WINNIPEG, Manitoba (Reuters) – Canadians woke up to a virtually unchanged political landscape on Tuesday after an expensive pandemic election they did not want, with many venting their fury at the C$612 million ($477.60 million) cost.

Prime Minister Justin Trudeau’s Liberals won the election https://www.reuters.com/world/americas/canadas-trudeau-vows-cooperation-with-opponents-after-bid-majority-fails-2021-09-21, but it was unpopular from the start for its timing, two years ahead of schedule and during a rising fourth wave of COVID-19.

Trudeau won a third term, though he was denied the majority of the vote that he claimed he needed to win.

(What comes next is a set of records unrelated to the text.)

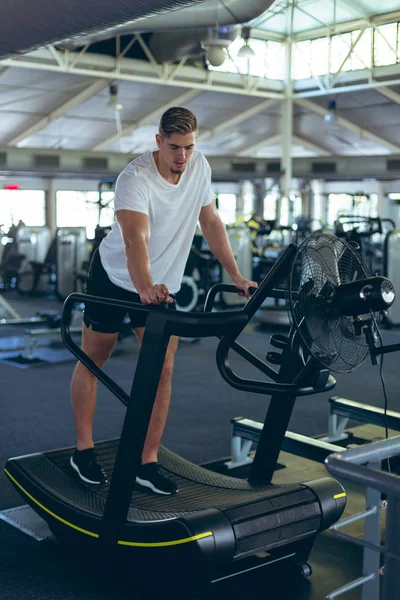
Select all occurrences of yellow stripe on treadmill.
[4,469,99,538]
[118,531,213,548]
[4,469,213,548]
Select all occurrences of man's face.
[156,133,196,175]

Only three districts more than their entry into the election were in which they are currently leading or have been elected by Liberals, 158 of 338. To achieve majority, 170 seats are required.

The other parties didn’t fare as well, ending up with largely the same number seats that they had prior to the election.

One Calgary man wrote, “C$600 Million and all I got were these lousy pencils,” referring to the pencil that was used to mark votes.

On social media, “Waste of Money” was a popular trend as many voters were unsure about the cost and time involved. Elections Canada (which runs the election) projected it would cost C$110million more than the C$502 millions for 2019.

The election agency stated that holding the election in the midst of a pandemic caused additional expenses such as the counting of a flood, single-use pencils, hand sanitizer and mask supplies, and the supply of multiple-use pencils.

Each party was allowed to use C$30million of its own funds for the campaign.

Also, the vote occurred as Liberals had accumulated a record-breaking national debt of C$1 Trillion ($785 Billion) in order to control the pandemic. This has pushed budget deficits at levels not seen since World War Two.

Sheila Colla is an associate professor in environmental studies at York University. She worries about how much it will cost the earth to travel through one of the largest countries on the planet.

Reporters and top leaders flew all over the country while fossil fuels were burned. “Electoral 44 was an extremely wasteful (Liberal), vanity project,” she stated.

Trudeau is in office since 2015 and stated in his win speech that he had a mandate from Canadians to manage the pandemic.

Trudeau admitted last week that it was not popular to hold an election when infections grow.

“I understand the frustration that some people are feeling,” he told supporters. “They just want things to get back to normal and an election isn’t getting back to normal.”

Angus Reid was the chairman of the named polling institute. He said that the election had left the political landscape unchanged.

Nothing happened!” Trudeau won less than one-third popular vote. The election is considered a victory by Trudeau.

A second election could be in the future, since minority governments rarely last very long. Trudeau indicated this month that another election could be called in 18-months if nobody wins a majority of the parliamentary seats.

“(It’s) almost as if Canadians spelled out, ‘we don’t want an election now’ with their votes,” Doug Porter, chief economist at BMO Capital Markets, said of Monday’s result.